雑感:この辺りまで辛抱して読み進んでくれると段々面白くなってくるはず(というか、そうなるように書いたつもり)です。登場人物が増えてくる事で競技中、マルチ視点で同時進行している状況を描けるようになってくるからです。競技の描写ではホントこれをやりたかった。100人が一つの競技を戦えば、そこには100のドラマが生まれる。その面白さが、僕をかくもパラグライダーの競技に熱中させた一つの要素で、それを描きたかったからです。さぁ、ここからどんどん複雑に競技が進展していきますよ!

バブル
 慶太はサーマルに当たった瞬間に一気にコアを掴んでセンタリングに入った。コアははっきりしており、慶太の機体を押し上げるには充分な力強さがあった。長い沈下の後のバリオの上昇音ほどパイロットの心を昂揚させてくれるものは無い。しかし、慶太は軽快な上昇音を耳にしながらもなお、微塵もその緊張を解く気配はなかった。

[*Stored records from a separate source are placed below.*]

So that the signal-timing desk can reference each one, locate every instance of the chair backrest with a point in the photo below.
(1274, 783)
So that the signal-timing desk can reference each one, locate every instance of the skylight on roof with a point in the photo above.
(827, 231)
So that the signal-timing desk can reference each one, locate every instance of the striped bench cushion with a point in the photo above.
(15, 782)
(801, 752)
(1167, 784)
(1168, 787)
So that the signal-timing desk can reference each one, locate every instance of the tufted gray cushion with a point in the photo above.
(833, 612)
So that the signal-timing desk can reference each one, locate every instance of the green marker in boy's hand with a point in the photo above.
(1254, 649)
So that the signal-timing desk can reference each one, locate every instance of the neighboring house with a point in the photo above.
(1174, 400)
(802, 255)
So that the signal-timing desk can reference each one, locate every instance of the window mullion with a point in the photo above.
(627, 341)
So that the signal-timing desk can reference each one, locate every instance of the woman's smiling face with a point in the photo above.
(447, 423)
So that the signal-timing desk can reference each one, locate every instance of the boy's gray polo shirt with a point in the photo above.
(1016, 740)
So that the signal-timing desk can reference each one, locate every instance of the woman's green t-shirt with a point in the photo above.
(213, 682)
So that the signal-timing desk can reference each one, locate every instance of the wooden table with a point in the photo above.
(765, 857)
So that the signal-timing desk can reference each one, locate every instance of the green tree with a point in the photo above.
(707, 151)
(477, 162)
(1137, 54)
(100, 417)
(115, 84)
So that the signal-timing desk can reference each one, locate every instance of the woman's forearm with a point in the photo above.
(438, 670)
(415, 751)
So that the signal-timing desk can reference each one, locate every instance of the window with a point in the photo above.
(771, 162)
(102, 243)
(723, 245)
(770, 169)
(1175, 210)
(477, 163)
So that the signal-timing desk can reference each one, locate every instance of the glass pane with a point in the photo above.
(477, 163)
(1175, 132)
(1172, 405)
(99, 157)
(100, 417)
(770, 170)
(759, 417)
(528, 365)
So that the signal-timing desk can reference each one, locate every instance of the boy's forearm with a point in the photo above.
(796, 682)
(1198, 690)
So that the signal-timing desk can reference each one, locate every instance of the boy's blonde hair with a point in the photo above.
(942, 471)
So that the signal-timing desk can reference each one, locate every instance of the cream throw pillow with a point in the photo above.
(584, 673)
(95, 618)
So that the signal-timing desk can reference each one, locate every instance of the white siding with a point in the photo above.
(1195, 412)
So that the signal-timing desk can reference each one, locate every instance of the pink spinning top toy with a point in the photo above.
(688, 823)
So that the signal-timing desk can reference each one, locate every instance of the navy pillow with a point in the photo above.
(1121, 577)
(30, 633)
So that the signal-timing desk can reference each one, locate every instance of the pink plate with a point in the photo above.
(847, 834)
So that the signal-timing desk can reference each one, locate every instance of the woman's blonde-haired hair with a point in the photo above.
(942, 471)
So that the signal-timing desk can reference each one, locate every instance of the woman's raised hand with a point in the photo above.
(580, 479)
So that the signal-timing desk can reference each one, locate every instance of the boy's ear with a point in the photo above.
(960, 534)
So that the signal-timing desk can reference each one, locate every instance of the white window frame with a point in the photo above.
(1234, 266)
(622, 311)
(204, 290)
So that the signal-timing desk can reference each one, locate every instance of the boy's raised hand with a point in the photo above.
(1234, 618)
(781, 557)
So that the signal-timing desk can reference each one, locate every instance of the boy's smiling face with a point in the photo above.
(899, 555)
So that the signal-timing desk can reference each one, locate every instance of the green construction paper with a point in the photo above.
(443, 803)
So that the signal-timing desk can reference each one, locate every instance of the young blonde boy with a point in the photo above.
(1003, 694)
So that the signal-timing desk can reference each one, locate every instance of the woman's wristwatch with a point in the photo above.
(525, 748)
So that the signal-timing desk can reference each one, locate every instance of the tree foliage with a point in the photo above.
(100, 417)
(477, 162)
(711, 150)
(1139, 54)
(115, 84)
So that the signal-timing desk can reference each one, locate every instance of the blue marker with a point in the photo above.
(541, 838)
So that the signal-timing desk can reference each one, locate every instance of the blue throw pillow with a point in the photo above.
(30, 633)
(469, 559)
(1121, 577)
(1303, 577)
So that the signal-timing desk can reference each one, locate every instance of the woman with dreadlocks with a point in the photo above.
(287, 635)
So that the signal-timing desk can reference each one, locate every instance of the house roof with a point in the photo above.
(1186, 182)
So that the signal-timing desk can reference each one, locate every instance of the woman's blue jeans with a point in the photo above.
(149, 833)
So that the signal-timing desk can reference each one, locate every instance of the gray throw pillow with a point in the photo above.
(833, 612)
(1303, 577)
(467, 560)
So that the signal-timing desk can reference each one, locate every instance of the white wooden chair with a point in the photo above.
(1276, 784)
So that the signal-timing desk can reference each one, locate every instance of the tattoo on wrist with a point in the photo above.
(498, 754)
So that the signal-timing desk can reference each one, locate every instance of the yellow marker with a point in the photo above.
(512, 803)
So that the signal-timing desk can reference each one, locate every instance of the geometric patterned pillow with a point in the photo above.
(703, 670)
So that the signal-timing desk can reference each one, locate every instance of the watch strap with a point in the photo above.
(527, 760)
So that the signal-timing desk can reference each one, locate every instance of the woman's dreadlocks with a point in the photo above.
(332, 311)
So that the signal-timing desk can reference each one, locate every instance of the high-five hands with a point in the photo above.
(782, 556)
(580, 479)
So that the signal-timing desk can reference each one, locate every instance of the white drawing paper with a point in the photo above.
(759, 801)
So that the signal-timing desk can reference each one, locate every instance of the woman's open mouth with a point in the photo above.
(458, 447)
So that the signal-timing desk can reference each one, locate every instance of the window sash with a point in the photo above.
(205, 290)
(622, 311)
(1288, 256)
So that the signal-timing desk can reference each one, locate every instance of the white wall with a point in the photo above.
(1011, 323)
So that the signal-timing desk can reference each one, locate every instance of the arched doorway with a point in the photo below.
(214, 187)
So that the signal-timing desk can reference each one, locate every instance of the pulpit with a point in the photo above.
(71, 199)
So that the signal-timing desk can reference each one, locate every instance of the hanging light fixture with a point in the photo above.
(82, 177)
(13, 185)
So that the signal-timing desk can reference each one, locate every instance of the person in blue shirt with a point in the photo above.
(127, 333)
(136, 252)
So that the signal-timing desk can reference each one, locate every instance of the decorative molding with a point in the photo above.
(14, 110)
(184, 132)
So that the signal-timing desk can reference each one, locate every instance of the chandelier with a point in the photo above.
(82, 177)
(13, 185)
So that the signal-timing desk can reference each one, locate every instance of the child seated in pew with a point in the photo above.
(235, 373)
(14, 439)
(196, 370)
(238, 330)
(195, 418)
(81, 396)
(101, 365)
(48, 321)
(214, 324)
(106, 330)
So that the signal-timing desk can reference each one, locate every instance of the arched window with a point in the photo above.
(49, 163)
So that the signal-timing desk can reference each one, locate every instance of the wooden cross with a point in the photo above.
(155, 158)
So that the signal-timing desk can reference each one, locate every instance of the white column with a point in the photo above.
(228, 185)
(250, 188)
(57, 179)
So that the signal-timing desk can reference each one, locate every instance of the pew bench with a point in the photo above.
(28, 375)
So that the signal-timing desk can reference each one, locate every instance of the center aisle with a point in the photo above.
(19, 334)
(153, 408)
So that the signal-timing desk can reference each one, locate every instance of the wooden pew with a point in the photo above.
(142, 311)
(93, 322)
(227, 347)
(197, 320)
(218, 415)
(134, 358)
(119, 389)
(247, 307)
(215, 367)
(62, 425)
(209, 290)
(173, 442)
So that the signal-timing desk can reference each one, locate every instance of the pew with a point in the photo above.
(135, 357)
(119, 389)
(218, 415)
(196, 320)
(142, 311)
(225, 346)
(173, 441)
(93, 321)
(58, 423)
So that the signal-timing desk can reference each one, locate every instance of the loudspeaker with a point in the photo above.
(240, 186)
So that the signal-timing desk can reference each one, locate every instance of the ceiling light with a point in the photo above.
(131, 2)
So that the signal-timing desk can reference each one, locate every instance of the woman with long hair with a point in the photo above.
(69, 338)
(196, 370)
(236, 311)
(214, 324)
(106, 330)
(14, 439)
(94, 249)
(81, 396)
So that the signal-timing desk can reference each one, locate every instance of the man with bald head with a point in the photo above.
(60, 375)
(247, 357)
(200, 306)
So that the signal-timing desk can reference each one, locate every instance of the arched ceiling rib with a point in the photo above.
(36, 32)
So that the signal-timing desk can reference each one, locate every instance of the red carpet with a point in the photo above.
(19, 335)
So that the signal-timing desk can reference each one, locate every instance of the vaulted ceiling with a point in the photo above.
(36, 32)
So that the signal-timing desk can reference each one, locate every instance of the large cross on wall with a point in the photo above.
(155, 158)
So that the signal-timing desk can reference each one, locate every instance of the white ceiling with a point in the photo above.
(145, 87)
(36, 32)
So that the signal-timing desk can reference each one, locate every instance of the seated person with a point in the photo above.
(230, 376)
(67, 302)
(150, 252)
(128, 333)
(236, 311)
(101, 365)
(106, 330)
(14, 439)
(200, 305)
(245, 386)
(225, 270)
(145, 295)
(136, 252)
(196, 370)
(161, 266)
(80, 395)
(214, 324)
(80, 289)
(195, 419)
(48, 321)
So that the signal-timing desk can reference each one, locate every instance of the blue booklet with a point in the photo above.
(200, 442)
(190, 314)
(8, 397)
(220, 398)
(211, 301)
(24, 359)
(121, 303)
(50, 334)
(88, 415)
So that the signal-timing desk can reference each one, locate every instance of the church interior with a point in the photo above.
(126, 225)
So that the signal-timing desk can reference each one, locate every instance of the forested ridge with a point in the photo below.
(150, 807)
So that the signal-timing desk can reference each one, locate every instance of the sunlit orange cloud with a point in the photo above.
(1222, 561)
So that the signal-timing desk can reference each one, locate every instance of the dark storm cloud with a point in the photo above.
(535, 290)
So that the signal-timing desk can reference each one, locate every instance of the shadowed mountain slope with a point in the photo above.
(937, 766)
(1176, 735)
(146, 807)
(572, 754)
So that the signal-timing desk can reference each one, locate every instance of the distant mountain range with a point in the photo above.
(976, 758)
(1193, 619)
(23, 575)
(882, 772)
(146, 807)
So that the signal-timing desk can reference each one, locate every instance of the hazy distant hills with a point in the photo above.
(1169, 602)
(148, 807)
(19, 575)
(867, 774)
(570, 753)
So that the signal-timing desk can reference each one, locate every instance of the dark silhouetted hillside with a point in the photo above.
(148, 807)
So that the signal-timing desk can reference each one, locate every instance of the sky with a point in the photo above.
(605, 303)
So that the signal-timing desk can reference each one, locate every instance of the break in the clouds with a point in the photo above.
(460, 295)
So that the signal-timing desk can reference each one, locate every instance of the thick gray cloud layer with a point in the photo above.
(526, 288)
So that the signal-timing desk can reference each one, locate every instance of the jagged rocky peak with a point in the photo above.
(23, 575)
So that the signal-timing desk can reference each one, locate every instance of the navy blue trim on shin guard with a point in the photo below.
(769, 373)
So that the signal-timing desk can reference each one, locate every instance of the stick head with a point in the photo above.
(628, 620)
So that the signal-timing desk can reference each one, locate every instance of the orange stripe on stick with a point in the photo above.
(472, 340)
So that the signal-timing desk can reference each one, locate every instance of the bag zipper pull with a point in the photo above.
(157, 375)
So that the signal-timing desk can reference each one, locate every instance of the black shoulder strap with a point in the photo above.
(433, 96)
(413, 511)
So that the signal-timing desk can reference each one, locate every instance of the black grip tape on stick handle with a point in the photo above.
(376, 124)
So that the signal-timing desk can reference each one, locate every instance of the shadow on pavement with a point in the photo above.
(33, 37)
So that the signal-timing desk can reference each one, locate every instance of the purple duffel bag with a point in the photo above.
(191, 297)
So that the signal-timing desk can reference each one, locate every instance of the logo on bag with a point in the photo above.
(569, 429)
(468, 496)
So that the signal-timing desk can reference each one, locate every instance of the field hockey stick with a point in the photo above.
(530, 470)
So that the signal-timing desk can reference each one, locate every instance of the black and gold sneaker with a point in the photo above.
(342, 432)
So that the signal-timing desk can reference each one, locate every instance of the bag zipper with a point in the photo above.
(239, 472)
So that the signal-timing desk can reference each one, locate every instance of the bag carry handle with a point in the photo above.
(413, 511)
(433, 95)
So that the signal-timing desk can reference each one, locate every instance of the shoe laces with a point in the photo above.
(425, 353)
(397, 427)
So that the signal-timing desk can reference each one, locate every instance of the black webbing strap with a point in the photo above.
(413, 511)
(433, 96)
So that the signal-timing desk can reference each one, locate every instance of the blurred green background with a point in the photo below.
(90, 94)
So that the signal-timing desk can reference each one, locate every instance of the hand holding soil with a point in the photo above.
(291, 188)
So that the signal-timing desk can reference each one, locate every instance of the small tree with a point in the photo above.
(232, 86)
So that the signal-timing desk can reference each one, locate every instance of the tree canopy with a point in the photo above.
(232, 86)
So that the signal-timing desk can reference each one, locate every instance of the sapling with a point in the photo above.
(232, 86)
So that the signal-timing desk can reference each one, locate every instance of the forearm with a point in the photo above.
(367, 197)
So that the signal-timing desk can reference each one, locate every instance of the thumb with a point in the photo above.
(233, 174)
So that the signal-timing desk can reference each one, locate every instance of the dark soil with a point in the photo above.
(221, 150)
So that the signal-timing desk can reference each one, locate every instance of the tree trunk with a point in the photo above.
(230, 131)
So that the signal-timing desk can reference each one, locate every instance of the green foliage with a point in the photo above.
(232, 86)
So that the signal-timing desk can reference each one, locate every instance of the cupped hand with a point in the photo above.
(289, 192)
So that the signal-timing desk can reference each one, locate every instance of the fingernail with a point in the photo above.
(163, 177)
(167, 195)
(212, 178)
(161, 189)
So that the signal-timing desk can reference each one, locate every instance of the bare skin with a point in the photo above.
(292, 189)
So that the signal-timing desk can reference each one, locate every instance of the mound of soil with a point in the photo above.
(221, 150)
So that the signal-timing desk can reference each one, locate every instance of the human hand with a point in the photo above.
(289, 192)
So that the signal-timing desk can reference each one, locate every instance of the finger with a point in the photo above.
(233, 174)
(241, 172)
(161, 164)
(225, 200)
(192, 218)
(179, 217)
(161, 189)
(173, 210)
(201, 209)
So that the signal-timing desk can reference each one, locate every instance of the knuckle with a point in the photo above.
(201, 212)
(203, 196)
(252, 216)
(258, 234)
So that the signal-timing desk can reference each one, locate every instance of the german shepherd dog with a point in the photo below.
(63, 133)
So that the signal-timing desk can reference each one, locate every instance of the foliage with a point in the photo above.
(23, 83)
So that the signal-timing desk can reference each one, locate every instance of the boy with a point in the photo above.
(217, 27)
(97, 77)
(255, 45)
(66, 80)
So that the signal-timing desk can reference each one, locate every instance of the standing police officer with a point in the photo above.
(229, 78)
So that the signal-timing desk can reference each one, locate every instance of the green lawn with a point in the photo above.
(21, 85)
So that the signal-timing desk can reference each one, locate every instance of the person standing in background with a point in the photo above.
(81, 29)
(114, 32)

 地面で暖められた空気はその地面の暖まりやすさや周囲の状況によってずいぶんと違った振る舞いを見せる。そして、ほとんどの場合、暖まりやすい場所で早い時間に上がり始めたサーマルは、柱状の構造では無く暖かい空気の泡のような形状を取る。いわゆるバブルサーマルである。パラグライダーは充分な強さのサーマルの中では、センタリングを続けてサーマルの中に止まる事により上昇する事が出来る。しかし、その間もパラグライダーは上昇する空気の中を確実に沈下しているのだ。柱状のサーマルに乗っている時には忘れがちなこの事実もパイロットがバブルサーマルに出会った時には突然思い知らされる事になる。例えば旋回中に毎秒1.5mで沈下するグライダーが毎秒3mで上がる縦方向に60mの長さのあるバブルサーマルの中でセンタリングした場合、このグライダーは毎秒1.5mで40秒間上昇して60mの高度を獲得した後に突然上昇気流から放り出されてしまうのである。
飛び石
 慶太は全身の神経を二つの作業に集中させていた。一つはこの限りあるサーマルを少しでも無駄にせずに、稼げるだけの高度を稼ぎきる事。そしてもうひとつはその稼ぎ出した高度を使って移動する次のサーマルが立ち上がるタイミングを読み切る事であった。慶太にとって幸いだったのは、あの赤いレックスが慶太の下に潜り込んで来ていた事だった。彼女のセンタリング技術はまだ慶太ほどには充分では無いと見えて、慶太との高度差を詰められないでいた。おかげで慶太は彼女のキャノピーの動きを見ていればこのバブルサーマルが切れてしまう一瞬前にその事実を知る事が出来るのだ。次のサーマルは今二人が取り付いている尾根の真ん中付近に飛び出している枝尾根の先端付近にあると見て間違いない。問題はそのサーマルがいつ地面を離れて上がり始めるのか?だ。サーマルの上昇率は鈍くなってきつつあった。もういつ上昇が止まってもおかしくはない。稼げた高度は100mそこそこ、次の枝尾根まではたどり着けるが、そこでサーマルを捜してうろうろしているほど余裕のある高度ではない。これは時間的な要素の加わった格別に難しい飛び石のようなものなのだ。センタリングをしている慶太の視界の隅にテイクオフからこちらに向かって飛んでくる何機かのグライダーが飛び込んできた。やれやれ、一体このタイミングでここに何をしに来るというのだろう。彼らがここにたどり着いた時には完全にサーマルブローは通り過ぎた後になってしまう。何人かの幸運なパイロットはなんとか次のブローまで生き延びてレースを続けられかもしれない。しかし、それでも決定的なタイムロスは免れない。もし彼らが慶太が上げているというだけの理由でこちらに向かっているのだとしたら、一体ノービスリーグのレベルというのは、今ここで一緒に飛んでいるこの女の子が本物なのか?それとも今こちらに向かっているパイロット達が本物なのか?どちらなのだろう。慶太は次に拾うサーマルさえクリアしてしまえばこのレースは簡単に取れるような気がしてきた。ちょいといい気分になって、次のサーマルへの跳躍のためにサーマルを離脱しようとした慶太は、のぼせた頭に冷や水をかぶせられたようなショックを受けた。自分の下にさっきまでいた赤いレックスが居ないのである。そしてあろうことかそのレックスは慶太よりも一瞬早く、慶太の狙っていたのと同じ次のサーマルポイントへむけてグライディングを開始していたのである。電撃のように慶太は理解した。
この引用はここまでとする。